Jiu-Jitsu La “dolce arte”, dove il morbido vince il duro
La traduzione in italiano della parola Jiu-Jitsu è: “ Dolce Arte “. E’ un’ arte di combattimento basata sul concetto fondamentale: “ la cedevolezza può neutralizzare la forza “, cioè assorbire l’ aggressività con cui ci attacca l’avversario e ritorcerla contro di lui per neutralizzarlo.
Il Jiu-Jitsu è un’arte di difesa personale che basa i suoi principi sulle radici del nome originale giapponese: Hey yo shin kore do, ovvero “Il morbido vince il duro”. In molte arti marziali, oltre all’equilibrio del corpo, conta molto anche la forza di cui si dispone. Nel Jiu-Jitsu , invece, la forza della quale si necessita proviene proprio dall’avversario. Più si cerca di colpire forte, maggiore sarà la forza che si ritorcerà contro. Il principio, quindi, sta nell’applicare una determinata tecnica proprio nell’ultimo istante dell’attacco subito, con morbidezza e cedevolezza, in modo che l’avversario non si accorga di una difesa e trovi, davanti a sé, il vuoto.
La nascita del Jiu-Jitsu è avvolta nella leggenda e gli stessi cultori sono divisi circa il luogo delle sue origini; oltre più vi sono diverse leggende sul nascere di questa lotta. Però tutte hanno in comune un particolare e cioè: un giorno un tale Shirobei Akijama ( per alcuni un samurai, per altri un medico ) vide tra decine di alberi spaccati dal peso della neve, un esile salice che tornava a svettare, dopo essersi liberato del pesante e candido mantello. Akijama, meditando su ciò che vide, formulò il principio di piegarsi alla forza per poterla neutralizzare e creò dei movimenti utili allo scopo.

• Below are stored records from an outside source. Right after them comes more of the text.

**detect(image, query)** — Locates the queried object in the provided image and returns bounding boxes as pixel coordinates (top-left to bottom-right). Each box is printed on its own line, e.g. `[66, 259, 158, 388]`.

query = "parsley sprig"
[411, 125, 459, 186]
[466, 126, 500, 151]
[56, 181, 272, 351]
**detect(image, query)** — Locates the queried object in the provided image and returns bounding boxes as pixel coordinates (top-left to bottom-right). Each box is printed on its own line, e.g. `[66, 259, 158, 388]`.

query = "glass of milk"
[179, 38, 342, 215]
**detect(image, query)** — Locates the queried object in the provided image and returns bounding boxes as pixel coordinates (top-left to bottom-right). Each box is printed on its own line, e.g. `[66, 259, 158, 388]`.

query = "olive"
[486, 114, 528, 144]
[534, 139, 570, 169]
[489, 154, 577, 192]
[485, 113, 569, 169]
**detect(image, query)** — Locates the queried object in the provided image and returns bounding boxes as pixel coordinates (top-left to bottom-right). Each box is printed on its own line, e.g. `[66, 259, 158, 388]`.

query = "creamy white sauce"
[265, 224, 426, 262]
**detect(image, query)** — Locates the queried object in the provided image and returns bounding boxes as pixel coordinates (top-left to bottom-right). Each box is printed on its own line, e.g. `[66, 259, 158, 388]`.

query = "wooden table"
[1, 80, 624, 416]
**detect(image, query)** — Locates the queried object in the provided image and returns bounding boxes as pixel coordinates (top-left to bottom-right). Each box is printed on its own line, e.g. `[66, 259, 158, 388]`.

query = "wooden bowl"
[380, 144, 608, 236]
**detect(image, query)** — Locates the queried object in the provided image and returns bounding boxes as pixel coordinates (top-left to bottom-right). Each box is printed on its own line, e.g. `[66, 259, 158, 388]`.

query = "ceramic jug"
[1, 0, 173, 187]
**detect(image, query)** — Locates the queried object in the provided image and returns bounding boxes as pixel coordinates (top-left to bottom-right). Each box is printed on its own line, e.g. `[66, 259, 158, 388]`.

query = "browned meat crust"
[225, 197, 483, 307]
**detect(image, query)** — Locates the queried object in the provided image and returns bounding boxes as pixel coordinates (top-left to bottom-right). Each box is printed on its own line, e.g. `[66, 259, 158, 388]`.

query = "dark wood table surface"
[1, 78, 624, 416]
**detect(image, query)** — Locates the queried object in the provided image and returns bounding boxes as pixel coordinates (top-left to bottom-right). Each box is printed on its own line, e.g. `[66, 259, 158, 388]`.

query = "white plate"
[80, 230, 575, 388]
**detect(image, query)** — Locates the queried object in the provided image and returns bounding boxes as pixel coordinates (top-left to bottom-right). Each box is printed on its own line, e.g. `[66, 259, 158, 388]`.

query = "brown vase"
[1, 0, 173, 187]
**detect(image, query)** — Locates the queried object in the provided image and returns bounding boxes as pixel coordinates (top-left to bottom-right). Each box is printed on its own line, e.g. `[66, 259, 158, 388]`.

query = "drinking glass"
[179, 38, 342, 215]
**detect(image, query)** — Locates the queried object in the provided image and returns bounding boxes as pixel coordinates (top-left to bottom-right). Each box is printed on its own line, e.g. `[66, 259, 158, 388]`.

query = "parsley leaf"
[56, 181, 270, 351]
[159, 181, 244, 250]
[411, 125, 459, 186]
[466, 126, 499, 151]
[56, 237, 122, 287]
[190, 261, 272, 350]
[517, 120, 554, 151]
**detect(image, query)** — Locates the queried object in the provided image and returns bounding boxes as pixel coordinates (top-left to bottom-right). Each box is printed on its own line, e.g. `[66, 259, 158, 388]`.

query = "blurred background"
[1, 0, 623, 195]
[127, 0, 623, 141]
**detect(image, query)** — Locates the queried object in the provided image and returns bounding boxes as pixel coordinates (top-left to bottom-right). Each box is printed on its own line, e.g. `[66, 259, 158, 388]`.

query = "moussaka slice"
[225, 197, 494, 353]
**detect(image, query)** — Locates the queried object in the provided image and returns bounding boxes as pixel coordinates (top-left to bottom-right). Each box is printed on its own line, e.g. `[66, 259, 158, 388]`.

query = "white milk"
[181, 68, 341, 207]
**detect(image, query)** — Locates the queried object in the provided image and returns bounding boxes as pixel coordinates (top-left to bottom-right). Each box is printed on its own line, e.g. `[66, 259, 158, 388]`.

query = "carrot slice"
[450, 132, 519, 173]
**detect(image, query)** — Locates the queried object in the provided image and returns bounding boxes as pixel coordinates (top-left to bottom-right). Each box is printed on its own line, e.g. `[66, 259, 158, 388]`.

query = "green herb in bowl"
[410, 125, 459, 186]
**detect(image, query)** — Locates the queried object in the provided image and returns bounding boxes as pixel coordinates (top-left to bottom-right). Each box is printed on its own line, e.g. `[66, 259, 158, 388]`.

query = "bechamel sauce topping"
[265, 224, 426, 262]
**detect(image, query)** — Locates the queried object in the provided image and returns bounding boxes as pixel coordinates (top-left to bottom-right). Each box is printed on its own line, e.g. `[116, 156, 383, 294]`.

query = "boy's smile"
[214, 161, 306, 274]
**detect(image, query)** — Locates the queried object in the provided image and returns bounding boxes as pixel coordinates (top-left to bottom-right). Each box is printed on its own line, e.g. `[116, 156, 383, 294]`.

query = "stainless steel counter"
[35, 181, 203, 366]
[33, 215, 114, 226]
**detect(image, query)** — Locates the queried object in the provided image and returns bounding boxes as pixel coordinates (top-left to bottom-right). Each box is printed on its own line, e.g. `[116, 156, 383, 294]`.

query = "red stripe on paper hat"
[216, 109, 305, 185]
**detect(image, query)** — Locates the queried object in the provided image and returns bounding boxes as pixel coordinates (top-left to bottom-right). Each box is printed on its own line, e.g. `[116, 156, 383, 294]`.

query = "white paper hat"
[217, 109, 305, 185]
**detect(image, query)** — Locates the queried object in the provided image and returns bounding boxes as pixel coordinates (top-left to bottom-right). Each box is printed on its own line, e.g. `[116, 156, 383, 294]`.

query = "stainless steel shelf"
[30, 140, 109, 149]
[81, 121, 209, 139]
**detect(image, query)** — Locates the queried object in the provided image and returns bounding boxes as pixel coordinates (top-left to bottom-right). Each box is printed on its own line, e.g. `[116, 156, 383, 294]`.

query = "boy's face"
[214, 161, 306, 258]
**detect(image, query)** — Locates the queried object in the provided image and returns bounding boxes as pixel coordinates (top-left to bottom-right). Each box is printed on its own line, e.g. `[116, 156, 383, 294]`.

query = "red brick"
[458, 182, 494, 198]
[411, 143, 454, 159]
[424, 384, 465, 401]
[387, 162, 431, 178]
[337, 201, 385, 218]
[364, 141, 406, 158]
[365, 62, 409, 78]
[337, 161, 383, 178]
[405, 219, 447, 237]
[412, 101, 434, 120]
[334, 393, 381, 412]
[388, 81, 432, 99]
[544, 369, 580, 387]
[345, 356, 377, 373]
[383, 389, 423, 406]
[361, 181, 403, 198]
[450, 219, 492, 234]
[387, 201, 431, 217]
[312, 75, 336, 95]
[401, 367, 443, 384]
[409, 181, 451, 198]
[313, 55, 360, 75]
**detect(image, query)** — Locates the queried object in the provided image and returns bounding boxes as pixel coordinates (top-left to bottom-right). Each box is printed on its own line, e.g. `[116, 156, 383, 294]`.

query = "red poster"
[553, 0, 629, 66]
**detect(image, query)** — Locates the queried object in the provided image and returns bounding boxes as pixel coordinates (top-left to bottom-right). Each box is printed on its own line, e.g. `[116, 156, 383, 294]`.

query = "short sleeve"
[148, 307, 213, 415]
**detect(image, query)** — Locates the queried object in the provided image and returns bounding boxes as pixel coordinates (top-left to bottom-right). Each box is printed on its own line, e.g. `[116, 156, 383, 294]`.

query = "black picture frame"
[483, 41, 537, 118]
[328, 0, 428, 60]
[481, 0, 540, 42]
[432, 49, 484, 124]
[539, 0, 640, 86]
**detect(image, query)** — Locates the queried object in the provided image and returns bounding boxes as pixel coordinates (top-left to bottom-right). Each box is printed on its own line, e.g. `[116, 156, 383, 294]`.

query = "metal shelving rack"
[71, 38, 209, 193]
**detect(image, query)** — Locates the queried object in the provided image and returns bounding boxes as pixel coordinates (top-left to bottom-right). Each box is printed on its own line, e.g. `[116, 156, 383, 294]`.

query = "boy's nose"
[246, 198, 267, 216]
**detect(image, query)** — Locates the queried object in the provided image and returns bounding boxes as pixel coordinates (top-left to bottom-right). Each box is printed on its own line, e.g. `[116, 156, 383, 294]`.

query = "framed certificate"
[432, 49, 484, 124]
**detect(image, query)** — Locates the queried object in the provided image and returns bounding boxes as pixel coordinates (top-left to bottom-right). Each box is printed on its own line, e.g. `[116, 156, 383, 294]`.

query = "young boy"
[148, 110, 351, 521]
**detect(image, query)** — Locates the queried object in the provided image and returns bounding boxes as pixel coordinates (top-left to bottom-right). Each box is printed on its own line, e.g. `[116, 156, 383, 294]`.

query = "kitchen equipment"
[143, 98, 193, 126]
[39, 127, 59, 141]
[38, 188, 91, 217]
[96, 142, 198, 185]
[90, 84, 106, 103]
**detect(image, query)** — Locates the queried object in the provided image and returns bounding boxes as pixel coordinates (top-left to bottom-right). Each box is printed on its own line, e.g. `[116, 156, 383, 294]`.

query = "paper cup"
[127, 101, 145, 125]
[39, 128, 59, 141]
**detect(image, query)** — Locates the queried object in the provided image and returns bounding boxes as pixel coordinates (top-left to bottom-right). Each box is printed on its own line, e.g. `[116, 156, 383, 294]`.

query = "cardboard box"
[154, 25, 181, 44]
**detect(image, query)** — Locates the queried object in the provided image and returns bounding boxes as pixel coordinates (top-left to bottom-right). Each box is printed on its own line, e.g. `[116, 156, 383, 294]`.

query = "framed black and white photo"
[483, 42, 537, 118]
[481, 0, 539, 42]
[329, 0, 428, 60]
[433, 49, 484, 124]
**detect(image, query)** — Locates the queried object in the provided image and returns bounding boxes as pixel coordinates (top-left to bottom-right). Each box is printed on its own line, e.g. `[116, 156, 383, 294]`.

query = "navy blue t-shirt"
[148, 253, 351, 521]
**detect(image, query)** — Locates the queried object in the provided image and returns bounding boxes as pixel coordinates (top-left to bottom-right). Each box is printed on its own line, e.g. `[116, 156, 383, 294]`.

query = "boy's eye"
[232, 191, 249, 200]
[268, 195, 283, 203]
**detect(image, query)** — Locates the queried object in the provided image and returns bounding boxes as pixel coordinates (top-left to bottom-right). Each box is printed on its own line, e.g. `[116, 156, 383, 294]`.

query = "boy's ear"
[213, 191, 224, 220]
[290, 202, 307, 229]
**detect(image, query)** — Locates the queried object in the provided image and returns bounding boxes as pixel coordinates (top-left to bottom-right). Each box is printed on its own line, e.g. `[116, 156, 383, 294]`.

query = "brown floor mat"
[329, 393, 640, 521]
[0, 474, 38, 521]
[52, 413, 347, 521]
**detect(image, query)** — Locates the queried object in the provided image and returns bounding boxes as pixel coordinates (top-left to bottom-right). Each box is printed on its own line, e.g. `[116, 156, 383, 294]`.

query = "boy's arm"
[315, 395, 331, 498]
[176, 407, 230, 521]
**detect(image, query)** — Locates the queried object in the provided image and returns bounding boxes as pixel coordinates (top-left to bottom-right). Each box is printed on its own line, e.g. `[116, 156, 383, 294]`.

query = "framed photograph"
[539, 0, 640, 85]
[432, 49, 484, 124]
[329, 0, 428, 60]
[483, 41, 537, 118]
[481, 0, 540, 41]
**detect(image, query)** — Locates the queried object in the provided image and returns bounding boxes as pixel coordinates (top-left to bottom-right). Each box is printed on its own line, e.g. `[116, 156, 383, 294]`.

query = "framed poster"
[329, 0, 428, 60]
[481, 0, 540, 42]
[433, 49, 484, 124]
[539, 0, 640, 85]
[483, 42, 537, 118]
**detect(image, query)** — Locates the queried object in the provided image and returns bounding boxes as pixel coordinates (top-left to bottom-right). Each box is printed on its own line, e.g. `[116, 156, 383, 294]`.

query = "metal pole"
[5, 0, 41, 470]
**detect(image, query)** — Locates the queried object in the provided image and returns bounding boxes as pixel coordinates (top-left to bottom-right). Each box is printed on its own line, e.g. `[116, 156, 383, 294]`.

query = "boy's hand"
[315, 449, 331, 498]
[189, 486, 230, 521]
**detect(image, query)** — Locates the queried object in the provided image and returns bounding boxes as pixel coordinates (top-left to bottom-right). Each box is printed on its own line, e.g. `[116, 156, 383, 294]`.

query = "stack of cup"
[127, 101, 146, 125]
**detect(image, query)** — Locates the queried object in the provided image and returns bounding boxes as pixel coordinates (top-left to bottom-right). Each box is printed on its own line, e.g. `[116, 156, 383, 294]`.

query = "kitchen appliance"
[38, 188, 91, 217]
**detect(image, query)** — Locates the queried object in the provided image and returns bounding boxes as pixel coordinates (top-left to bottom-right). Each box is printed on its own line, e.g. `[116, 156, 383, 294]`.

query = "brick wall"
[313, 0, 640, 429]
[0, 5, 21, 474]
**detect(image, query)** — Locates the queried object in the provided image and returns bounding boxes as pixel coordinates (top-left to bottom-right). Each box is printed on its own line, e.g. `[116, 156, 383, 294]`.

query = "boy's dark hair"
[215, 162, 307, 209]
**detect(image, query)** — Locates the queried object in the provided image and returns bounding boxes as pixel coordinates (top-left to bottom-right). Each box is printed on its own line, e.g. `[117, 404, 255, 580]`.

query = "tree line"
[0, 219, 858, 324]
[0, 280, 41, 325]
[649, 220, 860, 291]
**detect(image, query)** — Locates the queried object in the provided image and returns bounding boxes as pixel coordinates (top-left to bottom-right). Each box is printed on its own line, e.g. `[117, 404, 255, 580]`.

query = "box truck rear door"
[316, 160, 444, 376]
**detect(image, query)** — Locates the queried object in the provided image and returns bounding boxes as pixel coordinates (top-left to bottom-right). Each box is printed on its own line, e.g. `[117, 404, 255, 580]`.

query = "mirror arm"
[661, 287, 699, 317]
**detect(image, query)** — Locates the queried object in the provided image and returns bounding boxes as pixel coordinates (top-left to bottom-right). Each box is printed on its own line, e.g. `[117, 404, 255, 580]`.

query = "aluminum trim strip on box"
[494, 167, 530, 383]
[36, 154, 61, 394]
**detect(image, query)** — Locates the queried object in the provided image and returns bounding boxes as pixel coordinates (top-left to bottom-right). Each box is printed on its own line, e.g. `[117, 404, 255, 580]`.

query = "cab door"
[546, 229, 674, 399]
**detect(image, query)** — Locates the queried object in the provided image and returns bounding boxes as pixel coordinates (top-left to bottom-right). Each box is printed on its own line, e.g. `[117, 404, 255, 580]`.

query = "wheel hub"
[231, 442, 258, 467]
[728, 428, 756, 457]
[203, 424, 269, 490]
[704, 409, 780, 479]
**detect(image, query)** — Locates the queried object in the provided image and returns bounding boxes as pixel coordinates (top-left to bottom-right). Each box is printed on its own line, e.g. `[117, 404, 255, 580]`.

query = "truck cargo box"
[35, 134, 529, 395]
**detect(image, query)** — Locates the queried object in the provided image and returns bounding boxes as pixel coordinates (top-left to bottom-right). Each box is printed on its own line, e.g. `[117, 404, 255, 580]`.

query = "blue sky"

Per secoli il Jiu-Jitsu fu appannaggio della casta dei nobili e dei samurai. Era una lotta senza esclusioni di colpi che spaziava dalla lotta corpo a corpo fino ai combattimenti con le armi bianche in uso nell’epoca feudale. Il Jiu-Jitsu era altresì diviso tra varie scuole che, al pari di vere e proprie sette, portavano avanti ciascuna un proprio sistema di insegnamento con tanto di tecniche segrete, che venivano trasmesse solo ai più ferventi iniziati.
Dal punto di vista della divulgazione il Jiu-Jitsu, dopo aver trovato una netta diffusione nel Giappone del 1500, ebbe il suo massimo splendore dal 1600 fino alla metà del 1800, quando con l’arrivo del commodoro americano M.C. Perry, il Giappone aprì i suoi traffici con l’occidente. I guerrieri samurai persero così, con l’avvento dell’era Meiji e l’abolizione del feudalesimo nel 1871, la loro posizione di classe privilegiata.
Il Jiu-Jitsu si diffuse nel resto del mondo grazie a quanti, viaggiando per il Giappone (principalmente commercianti e militari) a partire dall’era Meiji, lo appresero reimportandolo nel paese d’origine.
Oggi è praticato in numerosi paesi del mondo, con organizzazioni anche di carattere internazionale. In Italia la FIJLKAM Federazione Italiana Judo Lotta Karate Arti Marziali, possiede al suo interno un settore dedicato a quest’arte che fece la sua prima fugace apparizione in Italia si deve a Pizzarola e Moscardelli, marinai della Regia Marina, che nel 1908 ne diedero una dimostrazione al Re; ma fu Gino Bianchi(un marinaio), che dopo quaranta anni, portò il Jiu-Jitsu in Italia.